There is a big difference between ‘priority date’ and ‘filing date’, which hopefully will be open for discussion during the public consultation.  If the critical date is the priority date, then this means that Australian medical and biotech innovators who have already filed a priority application (e.g. a provisional application) prior to the budget announcement would not be eligible for the patent box tax incentive if they subsequently file a complete application claiming the benefit of the provisional filing date.  On the other hand, if they were now to file the same complete application in Australia without a priority claim, then they would be eligible for the scheme upon grant of any resulting patent.

The risk of dropping a valid claim to priority, of course, is there there may be intervening prior art that could invalidate or limit the scope of the claims, which has been made public after the priority date, but before the subsequent complete filing date.  To minimise this risk, the complete application should be filed as soon as possible

Fortunately, the Australian grace period protects an applicant against their own disclosures during the 12 months prior to the complete filing date.  Furthermore, the discovery of intervening prior art would not be fatal, at least up until grant of the patent (see regulation 10.2B(7) of the Patents Regulations 1991), since the patent request could be amended to include the priority claim, with the consequence that the patent box incentive would then be unavailable.

The choice to file in Australia without claiming priority would not affect the applicant’s right to claim priority in other jurisdiction, either through direct applications or via the Patent Cooperation Treaty (PCT).

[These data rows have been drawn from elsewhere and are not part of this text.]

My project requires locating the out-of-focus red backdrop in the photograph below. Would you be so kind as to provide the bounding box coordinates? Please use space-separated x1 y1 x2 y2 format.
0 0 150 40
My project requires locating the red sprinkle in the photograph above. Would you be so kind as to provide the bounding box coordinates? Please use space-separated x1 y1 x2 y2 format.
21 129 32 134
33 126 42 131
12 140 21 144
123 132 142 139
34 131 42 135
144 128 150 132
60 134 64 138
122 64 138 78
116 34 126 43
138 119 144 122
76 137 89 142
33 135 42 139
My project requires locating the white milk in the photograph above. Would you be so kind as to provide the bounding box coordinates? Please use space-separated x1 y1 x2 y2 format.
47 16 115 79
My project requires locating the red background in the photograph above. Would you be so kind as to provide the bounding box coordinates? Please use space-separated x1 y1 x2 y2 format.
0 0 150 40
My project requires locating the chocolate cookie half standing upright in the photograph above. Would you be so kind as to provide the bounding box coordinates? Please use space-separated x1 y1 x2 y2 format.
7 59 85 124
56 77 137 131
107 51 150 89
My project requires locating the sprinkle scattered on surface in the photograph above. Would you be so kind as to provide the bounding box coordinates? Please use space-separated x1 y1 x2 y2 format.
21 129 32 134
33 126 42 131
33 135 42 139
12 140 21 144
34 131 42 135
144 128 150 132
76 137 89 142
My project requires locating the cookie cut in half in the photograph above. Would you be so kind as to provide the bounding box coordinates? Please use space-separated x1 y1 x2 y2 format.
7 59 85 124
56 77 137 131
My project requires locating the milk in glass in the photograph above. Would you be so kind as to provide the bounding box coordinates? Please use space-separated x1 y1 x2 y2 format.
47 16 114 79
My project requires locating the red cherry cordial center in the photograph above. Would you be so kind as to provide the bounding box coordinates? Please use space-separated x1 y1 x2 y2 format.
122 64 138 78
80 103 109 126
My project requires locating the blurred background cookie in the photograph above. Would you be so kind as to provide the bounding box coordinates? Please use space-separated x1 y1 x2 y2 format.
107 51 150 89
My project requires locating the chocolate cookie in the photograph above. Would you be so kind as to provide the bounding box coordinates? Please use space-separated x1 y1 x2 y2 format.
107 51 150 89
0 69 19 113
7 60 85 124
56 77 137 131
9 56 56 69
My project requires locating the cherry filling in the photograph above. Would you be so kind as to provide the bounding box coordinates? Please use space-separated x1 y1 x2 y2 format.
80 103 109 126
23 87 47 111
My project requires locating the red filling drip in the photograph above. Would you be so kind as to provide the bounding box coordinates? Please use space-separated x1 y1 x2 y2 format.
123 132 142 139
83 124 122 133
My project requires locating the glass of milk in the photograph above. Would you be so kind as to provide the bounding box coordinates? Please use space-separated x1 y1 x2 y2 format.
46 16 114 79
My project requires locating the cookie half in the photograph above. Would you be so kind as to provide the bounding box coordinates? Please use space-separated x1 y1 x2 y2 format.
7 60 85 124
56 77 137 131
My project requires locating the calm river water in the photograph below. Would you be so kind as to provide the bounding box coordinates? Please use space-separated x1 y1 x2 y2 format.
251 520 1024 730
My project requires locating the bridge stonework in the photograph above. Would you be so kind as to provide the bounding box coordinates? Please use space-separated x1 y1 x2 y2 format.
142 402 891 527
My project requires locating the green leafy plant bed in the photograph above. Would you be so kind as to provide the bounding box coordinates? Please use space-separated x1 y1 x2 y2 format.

But, frankly, this seems perverse.  To my mind, the logical choice for the critical date is the filing date of the complete patent application, which commences the patent term of up to 20 years during which the patent box tax incentive could be claimed.  Basing eligibility on the priority date will simply encourage strategies, such as I have outlined above, to engineer eligibility.  This does not serve anybody’s interests.  The government will not make significant savings on the operation of the patent box scheme, while applicants will feel compelled to adapt their patent filing strategies simply to comply with an arbitrary choice of eligibility criteria.

Hopefully, through the consultation process, common sense will prevail.  In the meantime, however, medical and biotech innovators with pending priority applications should probably seek advice from their patent attorneys.